I was reading a tutorial for tidymodels and came across the following code block:
lr_recipe <-
recipe(children ~ ., data = hotel_other) %>%
step_date(arrival_date) %>%
step_holiday(arrival_date, holidays = holidays) %>%
step_rm(arrival_date) %>%
step_dummy(all_nominal_predictors()) %>%
step_zv(all_predictors()) %>%
step_normalize(all_predictors())
( This is the source of the code: https://www.tidymodels.org/start/case-study/#first-model )
Basically, the code lists a set of pre-processing operations on predictors that are stored in a recipe object. Now, my question arises from the following: first, in step_dummy(all_nominal_predictors()) one-hot encoding is performed on categorical predictors. Then, in a following step, step_normalize(all_predictors()) applies centering and scaling to all predictors (therefore also on the encoded categorical ones.

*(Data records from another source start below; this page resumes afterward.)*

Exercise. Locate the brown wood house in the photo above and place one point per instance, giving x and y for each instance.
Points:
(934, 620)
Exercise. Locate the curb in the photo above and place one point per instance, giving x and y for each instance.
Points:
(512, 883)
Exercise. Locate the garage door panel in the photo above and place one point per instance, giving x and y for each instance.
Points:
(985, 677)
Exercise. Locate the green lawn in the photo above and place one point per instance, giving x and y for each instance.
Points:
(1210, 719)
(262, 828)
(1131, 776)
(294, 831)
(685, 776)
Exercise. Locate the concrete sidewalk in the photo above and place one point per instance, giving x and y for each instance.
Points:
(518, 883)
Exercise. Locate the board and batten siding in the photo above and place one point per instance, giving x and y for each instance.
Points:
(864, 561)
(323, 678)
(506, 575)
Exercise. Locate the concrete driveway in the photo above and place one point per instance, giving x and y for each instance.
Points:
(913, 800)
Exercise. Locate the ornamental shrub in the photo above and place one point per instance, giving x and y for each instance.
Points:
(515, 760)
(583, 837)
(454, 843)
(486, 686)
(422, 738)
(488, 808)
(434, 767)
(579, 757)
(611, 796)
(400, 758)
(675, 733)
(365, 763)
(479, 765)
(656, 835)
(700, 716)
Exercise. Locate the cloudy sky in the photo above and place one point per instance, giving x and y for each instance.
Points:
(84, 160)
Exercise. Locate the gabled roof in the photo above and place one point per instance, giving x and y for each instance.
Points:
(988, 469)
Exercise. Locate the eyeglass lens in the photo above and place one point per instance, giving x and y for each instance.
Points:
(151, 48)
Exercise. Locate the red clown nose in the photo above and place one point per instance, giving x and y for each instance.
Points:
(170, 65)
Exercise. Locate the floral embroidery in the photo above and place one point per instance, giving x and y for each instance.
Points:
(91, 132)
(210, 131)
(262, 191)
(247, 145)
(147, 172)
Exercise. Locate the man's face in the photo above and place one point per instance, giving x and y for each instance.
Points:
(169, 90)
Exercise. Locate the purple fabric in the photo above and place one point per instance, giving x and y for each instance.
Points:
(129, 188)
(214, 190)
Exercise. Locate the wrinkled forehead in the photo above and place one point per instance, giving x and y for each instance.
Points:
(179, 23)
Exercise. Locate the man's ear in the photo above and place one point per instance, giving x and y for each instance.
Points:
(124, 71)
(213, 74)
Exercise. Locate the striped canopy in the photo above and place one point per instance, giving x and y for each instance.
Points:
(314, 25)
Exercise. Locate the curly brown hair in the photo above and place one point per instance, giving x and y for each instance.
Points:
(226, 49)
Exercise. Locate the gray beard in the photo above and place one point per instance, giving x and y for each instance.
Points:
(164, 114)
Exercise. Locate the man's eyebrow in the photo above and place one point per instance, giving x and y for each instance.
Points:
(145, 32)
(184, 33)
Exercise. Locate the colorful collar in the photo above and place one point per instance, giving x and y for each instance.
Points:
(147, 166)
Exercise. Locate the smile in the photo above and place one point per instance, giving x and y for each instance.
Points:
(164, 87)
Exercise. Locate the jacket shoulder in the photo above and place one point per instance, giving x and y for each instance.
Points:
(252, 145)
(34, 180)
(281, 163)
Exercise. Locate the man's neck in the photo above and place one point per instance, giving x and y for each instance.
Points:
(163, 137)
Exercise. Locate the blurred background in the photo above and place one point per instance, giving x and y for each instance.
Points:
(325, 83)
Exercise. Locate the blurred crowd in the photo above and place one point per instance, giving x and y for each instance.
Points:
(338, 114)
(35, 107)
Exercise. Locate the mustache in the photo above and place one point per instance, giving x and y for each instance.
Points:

I am used to train models directly with one-hot encoded categorical predictors, without further processing them through a normalizing step.
What is the advantage of normalizing one-hot encoded predictors? Also, how does it affect the interpretability of the model when predictions are done?
Thanks for any clarification.
If the binary variables are the only predictors, the set of predictors is already standardized (to be on the same units/scale) so no need to do anything else.